John Grisham is one of only a handful promising to portray the top bidder’s chosen name “in a good light.”

Brainchild of Neil Gaiman
On Sept. 1, eBay Giving Works, the site’s dedicated program for charity listings, will go live with the electronic auction. For the next 25 days, anyone with an Internet connection can bid 24 hours a day to insert names into their favorite writers’ heads. The event’s organizers say they believe it will fetch well over the nonprofit First Amendment Project’s goal of $50,000.

Slideshow: Celebrity Sightings The benefit was the brainchild of Gaiman, who approached Chabon with the idea when he heard the group was running out of money. It will now constitute the single-largest fund-raising event for the First Amendment Project, whose legal staff will gratefully leverage the goodwill of authors willing to help keep its doors open. Other writers include Dave Eggers, Dorothy Allison, Peter Straub, ZZ Packer, Jonathan Lethem, Rick Moody, Ayelet Waldman, Andrew Sean Greer and Karen Joy Fowler.
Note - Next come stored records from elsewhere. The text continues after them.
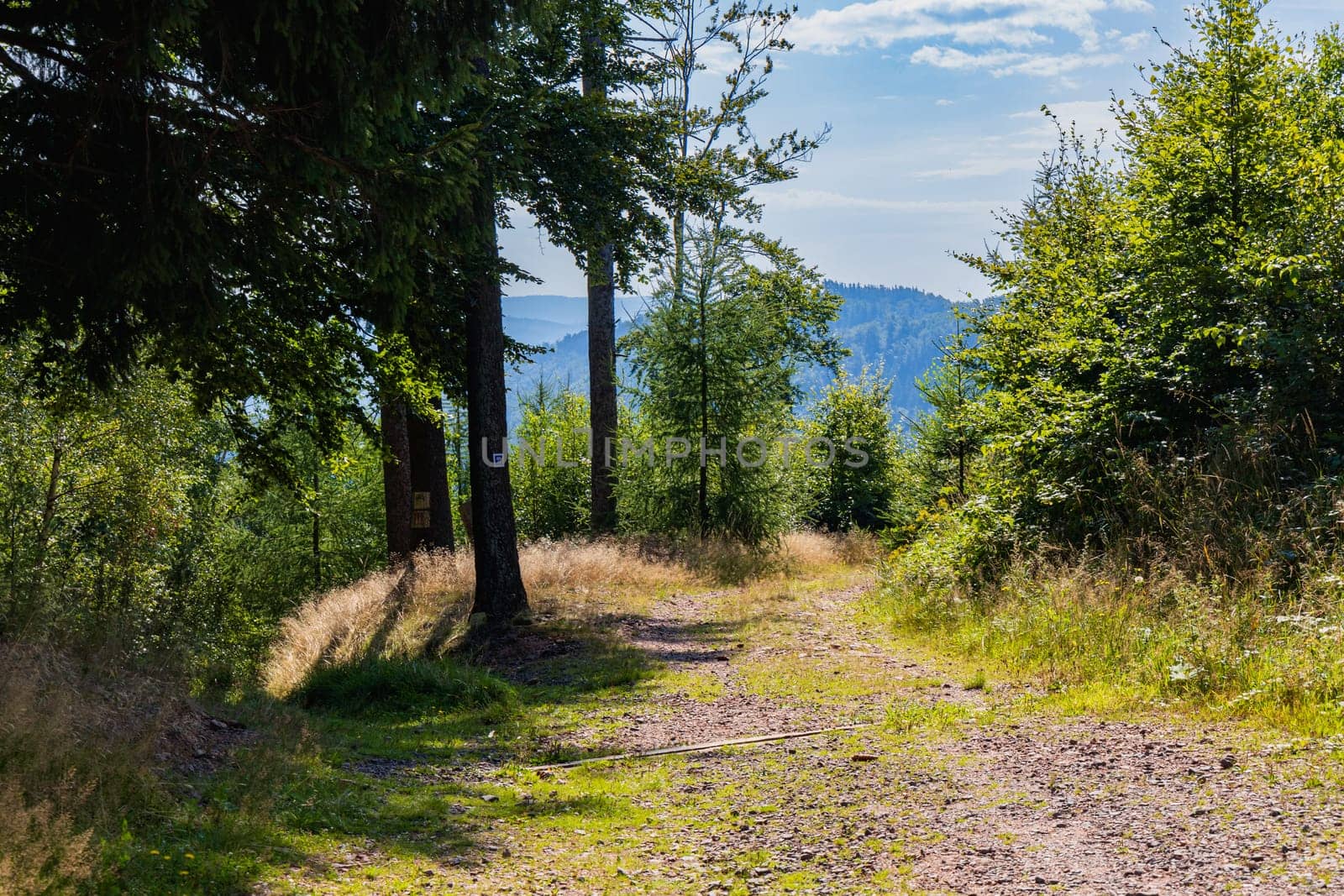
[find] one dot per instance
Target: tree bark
(601, 289)
(396, 479)
(499, 580)
(432, 524)
(602, 409)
“It’s nice when people say they want to raise money for you,” said David Greene, executive director of the First Amendment Project, which was founded in 1994. “Because it was brought to us by the writers, it was even more special.”

Greene said that money raised by the auction will go to support the organization’s pro bono work representing clients being sued over free speech, free press and freedom of expression. One such case, over whether a high school student’s angry poetry constituted a “criminal threat,” recently went before the California Supreme Court.
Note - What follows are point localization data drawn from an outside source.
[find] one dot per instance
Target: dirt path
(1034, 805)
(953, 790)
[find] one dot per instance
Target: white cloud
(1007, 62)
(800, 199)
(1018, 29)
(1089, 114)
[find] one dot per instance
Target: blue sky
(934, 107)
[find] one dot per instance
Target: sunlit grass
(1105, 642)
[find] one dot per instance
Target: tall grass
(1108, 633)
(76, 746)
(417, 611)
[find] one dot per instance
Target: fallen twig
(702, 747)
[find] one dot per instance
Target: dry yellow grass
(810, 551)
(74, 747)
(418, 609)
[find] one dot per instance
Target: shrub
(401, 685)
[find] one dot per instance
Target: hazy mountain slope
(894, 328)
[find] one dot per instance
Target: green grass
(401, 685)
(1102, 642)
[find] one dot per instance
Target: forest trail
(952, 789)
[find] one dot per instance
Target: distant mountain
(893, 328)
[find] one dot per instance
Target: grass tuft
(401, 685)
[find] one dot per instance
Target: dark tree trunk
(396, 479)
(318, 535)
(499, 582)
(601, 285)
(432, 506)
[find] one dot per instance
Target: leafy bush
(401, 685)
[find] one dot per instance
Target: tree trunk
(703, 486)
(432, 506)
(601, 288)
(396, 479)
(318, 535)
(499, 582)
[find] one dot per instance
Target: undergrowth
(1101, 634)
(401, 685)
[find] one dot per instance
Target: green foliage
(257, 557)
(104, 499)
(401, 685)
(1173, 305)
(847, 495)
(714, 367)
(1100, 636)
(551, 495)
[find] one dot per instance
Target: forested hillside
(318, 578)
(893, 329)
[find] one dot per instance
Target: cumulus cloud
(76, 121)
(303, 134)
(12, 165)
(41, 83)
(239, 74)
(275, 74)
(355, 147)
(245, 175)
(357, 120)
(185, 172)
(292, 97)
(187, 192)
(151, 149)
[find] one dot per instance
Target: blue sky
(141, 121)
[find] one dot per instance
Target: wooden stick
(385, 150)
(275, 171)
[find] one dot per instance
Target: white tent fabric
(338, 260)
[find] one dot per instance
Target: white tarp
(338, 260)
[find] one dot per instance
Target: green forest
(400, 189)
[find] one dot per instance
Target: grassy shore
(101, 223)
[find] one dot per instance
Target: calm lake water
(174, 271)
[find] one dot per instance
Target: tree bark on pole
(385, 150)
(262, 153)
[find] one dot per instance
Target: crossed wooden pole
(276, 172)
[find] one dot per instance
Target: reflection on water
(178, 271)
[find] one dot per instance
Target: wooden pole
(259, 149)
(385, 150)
Board member Chabon, who won the 2001 Pulitzer Prize for “The Amazing Adventures of Kavalier & Clay,” said his own work would be meaningless without the freedoms afforded under the First Amendment.
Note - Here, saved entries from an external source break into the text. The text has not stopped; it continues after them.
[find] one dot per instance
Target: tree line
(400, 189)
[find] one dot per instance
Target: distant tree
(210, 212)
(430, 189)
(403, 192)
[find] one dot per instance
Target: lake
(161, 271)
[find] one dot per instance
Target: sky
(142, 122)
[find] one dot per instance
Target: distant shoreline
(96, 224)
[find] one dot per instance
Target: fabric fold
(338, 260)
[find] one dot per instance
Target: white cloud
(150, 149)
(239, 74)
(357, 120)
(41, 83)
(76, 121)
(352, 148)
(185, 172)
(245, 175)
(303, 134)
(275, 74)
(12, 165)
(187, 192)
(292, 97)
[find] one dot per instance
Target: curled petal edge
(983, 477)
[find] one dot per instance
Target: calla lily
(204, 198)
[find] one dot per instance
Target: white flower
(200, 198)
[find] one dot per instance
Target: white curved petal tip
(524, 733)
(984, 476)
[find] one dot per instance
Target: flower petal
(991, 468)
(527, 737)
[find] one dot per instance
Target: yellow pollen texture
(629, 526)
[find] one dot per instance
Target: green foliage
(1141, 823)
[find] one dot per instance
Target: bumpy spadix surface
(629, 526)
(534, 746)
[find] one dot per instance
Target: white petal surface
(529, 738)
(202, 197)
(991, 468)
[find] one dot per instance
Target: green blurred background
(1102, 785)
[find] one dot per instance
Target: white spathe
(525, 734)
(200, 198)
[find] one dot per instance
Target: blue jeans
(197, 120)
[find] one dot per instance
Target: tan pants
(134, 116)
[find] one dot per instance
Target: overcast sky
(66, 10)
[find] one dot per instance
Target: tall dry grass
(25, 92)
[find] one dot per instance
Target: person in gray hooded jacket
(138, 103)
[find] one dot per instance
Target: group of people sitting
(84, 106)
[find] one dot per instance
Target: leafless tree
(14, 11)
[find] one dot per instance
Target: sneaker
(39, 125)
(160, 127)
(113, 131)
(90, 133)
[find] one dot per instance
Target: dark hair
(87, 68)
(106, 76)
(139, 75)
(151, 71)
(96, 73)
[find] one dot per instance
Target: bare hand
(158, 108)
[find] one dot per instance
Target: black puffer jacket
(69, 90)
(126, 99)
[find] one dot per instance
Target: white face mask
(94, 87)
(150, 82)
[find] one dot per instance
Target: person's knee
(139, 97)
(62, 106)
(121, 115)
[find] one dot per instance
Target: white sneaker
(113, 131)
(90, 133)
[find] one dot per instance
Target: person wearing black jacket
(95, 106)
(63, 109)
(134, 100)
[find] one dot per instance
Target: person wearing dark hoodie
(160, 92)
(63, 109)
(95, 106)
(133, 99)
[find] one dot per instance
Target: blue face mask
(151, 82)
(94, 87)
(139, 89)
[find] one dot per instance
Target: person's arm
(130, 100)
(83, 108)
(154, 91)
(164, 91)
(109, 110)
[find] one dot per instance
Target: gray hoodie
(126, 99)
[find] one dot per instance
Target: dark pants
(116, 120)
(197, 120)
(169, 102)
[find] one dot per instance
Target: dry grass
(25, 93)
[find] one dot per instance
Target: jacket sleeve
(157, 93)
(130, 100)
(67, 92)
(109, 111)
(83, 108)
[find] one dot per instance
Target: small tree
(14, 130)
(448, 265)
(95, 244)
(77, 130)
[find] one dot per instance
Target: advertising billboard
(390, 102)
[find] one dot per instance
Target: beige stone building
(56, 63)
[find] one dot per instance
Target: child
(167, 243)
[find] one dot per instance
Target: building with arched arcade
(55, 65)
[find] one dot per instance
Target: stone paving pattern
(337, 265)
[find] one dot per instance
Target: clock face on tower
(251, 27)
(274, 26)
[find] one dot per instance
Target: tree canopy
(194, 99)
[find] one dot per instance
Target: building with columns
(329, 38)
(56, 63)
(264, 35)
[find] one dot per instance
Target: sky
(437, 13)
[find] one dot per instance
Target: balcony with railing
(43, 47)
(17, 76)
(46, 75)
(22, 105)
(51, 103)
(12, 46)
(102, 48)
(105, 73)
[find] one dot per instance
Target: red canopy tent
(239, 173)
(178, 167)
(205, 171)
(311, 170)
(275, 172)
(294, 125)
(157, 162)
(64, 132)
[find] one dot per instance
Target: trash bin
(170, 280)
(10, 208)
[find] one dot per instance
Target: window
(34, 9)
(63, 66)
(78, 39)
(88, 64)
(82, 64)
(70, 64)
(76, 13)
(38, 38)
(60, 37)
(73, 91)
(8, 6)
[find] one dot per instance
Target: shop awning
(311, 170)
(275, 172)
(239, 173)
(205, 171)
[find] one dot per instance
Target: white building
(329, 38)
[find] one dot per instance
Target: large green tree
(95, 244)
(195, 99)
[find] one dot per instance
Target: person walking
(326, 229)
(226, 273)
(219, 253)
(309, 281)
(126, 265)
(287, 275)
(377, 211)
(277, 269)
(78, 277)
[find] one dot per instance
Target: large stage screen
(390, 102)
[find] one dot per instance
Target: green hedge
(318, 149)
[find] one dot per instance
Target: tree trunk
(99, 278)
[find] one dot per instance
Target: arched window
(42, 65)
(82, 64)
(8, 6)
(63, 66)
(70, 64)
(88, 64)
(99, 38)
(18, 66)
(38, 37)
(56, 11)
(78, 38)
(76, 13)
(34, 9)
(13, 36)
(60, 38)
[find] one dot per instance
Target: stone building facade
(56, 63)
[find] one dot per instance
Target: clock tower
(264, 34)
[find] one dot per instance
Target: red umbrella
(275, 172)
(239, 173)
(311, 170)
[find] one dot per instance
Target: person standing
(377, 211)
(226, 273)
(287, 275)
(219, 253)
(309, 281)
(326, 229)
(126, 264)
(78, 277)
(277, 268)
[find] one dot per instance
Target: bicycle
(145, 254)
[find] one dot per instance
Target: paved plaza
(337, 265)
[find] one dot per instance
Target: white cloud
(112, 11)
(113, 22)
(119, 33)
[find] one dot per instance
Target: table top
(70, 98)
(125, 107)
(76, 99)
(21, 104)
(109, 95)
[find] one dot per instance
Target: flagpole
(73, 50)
“I don’t think anything else can be hopeful or accomplished if you have the fear that you will get arrested or prosecuted or censored,” he said. “I saw a cry for help. So it was my goal to try to get writers whose work and whose name would be meaningful to the greatest number of people.”

Snicket, who will let the top bidder determine an utterance by Sunny Baudelaire in his upcoming 13th installment of his “Series of Unfortunate Events,” said he holds the First Amendment dear because “the only trouble I should get in for my writing is the trouble I make myself.”

His only caveat: The meaning of the utterance may be slightly “mutilated.”